Der Kalender der Musikgesellschaft Steinhausen ist in diesem Jahr mit der Uraufführung zur Eröffnung des Gemeindezentrums Dreiklang vor allem im Herbst dichter als normalerweise. Direkt danach beginnen die Proben zum alljährlichen Chilemattkonzert am ersten Adventssonntag. «Einzelne Sätze werden wir auch dann spielen», versichert Roland Klaus. Zudem soll das Werk nicht etwa in einer Schublade verschwinden. «Nach der Uraufführung werden wir mit Martin Völlinger zusammensitzen und das Stück an den einen oder anderen Stellen noch ein bisschen anpassen», sagt der Dirigent weiter. Denn mit dem 20-minutigen Werk will die Musikgesellschaft im nächsten Jahr in Hünenberg am kantonalen Musikfestival mitmachen. Und vielleicht wird die «Vor-Ort-Suite» auch von anderen Musiken ins Repertoire aufgenommen. «Das ist zwar nicht das primäre Ziel, aber schön wäre es schon», gibt Stefan Suter zu.

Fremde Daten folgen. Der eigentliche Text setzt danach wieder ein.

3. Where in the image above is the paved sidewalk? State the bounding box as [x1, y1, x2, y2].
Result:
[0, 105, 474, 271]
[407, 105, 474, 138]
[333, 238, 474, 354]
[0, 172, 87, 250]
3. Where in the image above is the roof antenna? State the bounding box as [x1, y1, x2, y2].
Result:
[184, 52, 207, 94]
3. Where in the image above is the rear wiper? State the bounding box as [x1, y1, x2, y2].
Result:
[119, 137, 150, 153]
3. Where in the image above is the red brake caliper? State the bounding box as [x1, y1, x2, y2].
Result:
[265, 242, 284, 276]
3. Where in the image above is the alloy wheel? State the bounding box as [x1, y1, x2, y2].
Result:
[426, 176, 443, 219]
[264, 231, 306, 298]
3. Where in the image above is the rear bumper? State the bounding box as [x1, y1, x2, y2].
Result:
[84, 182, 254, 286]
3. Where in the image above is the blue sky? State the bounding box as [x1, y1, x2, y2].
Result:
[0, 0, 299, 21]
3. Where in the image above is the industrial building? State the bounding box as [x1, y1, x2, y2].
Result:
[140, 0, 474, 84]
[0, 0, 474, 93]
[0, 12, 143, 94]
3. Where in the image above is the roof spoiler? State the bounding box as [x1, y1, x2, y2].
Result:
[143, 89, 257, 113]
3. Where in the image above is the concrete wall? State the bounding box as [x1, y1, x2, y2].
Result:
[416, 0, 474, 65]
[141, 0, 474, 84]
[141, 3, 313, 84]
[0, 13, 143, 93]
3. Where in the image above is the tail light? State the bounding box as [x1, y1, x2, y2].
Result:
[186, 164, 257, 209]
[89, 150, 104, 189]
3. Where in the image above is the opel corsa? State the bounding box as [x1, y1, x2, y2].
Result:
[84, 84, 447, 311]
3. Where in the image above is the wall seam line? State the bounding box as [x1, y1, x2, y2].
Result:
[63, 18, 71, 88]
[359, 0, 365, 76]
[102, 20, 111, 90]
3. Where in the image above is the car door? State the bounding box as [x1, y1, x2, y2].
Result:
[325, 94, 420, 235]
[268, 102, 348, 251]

Der Adrenalinspiegel steigt

Doch erst soll die Uraufführung gut über die Bühne gehen – mit ihr macht die Musikgesellschaft den «krönenden Abschluss» der Eröffnungswoche, sind sich die drei Herren einig. Die Schwierigkeit des gesamten Auftritts liegt zudem darin, dass keiner weiss, wie die Akustik im neuen Gemeindesaal ist. Noch sind sie nicht nervös, aber Silvan Zemp weiss aus Erfahrung: «Vor dem Auftritt wird der Adrenalinspiegel steigen. Das braucht es auch, damit wir auf einem guten Konzentrationslevel sind.»